# Bear hunting meeting



## BPturkeys (Sep 13, 2007)

I was ask to attend a bear hunting meeting at the DWR on Thursday and since I know nothing at all about bear hunting I learned quite a bit. Things I learned:

1. There are more bear hunters in Utah than I knew.
2. There are three ways to hunt bears...over bait, chase with hounds, spot and stock.
3. Most "over bait" guys are archers and don't much care for the "hound guys".
4. 81 "nuisance" bears where killed by the DWR people last year. The DWR guys are tired of shooting nuisance bears and want more bears removed by hunters.
5. Utah's bear population is growing at a rate of around 6% a year.
6. The DWR believes that the hound guys are chase the La Sal Mt. bears so much that the bears are starting to come down into town(Moab and La Sal) to take refuge.
7. The DWR is proposing a few more hunts for next year...mostly spot and stock hunts and they are exploring ideas on how to keep the hound guys and the archers from interfering with each other's hunts.
8. Bear hunting looks like it might be a lot of fun...I guess I'd have to be a spot and stock guy 'cause I don't own hounds (probably to old to get out there and follow them around anyway) and I don't own a bow.


----------



## fishreaper (Jan 2, 2014)

It would be awesome to get a fall or spring bear tag. I know a couple of guys who hunted black bears elsewhere kind of like deer. Allegedly, they are very habitual creatures. Glass from a vantage point in the morning and in the after noon, set up a tree standing on the same trail.
Or just put the sneak on them.


----------



## mikevanwilder (Nov 11, 2008)

I hope they can find more opportunities to hunt bears. Some of the more fun hunting I have done. I would like them to make it easier for baiting, right now the hoops to jump through keep a lot of people from doing it.


----------



## BPturkeys (Sep 13, 2007)

mikevanwilder said:


> I hope they can find more opportunities to hunt bears. Some of the more fun hunting I have done. I would like them to make it easier for baiting, right now the hoops to jump through keep a lot of people from doing it.

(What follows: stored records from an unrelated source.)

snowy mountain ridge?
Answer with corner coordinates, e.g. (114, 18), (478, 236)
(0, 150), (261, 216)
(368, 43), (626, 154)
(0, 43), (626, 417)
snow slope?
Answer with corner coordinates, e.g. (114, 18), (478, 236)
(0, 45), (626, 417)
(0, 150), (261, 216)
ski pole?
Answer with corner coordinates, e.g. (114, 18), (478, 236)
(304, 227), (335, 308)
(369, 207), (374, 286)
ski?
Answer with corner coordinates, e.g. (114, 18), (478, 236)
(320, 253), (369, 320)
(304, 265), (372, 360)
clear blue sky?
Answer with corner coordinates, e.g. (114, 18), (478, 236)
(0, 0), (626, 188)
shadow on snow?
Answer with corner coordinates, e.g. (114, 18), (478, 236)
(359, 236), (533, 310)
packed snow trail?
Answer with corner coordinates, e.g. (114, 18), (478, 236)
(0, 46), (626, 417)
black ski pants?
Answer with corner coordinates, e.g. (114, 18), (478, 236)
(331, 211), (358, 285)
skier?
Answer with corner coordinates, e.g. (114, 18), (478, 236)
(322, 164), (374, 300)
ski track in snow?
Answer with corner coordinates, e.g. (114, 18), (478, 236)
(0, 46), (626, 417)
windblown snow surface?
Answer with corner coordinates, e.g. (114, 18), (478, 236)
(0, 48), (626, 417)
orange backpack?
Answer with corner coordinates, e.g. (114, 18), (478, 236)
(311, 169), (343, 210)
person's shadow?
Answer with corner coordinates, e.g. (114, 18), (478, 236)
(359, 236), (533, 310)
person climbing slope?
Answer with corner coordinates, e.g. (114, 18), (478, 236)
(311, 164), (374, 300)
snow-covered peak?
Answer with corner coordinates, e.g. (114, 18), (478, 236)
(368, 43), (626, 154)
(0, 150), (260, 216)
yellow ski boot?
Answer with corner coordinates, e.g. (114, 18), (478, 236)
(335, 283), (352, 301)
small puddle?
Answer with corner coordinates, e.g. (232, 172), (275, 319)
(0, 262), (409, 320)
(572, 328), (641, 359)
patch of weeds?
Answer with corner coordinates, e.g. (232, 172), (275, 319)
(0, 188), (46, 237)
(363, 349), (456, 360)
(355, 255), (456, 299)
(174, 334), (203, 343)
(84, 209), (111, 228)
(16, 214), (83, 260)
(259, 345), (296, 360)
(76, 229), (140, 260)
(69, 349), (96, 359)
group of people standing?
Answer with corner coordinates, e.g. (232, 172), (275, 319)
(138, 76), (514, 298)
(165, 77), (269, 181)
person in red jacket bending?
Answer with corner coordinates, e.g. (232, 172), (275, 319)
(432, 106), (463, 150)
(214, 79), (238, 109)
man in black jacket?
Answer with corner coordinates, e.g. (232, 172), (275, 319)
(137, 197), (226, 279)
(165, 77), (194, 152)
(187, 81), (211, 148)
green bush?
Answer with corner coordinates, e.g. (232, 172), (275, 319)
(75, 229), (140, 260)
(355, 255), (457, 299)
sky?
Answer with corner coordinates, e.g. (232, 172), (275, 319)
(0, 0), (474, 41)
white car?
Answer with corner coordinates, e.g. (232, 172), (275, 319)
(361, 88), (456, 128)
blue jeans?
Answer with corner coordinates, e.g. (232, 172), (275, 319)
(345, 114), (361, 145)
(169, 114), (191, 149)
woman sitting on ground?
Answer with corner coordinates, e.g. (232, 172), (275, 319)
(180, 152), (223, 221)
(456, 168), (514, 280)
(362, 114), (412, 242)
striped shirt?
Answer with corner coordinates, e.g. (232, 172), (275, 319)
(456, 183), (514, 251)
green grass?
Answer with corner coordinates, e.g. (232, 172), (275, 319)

There was some discussion alone these lines, i.e. making Utah and forest service rules coincide, looking closer at distances from various obstacles like roads and campgrounds, better definitions, etc.
It is not to late to get into the discussion, you could contact 
Leslie Mcfarlane <[email protected]> and I bet she'll take time to discuss your ideas.


----------



## Mr Muleskinner (Feb 14, 2012)

Only thing stopping me from hunting is getting a tag. Thanks for the post BP


----------



## goofy elk (Dec 16, 2007)

Mr Muleskinner said:


> Only thing stopping me from hunting is getting a tag. Thanks for the post BP


Ummmm,

Utah does have some Over the counter HO units that are pretty good..

All you guys need to do is buy a permit and go hunt!!!!!!!!!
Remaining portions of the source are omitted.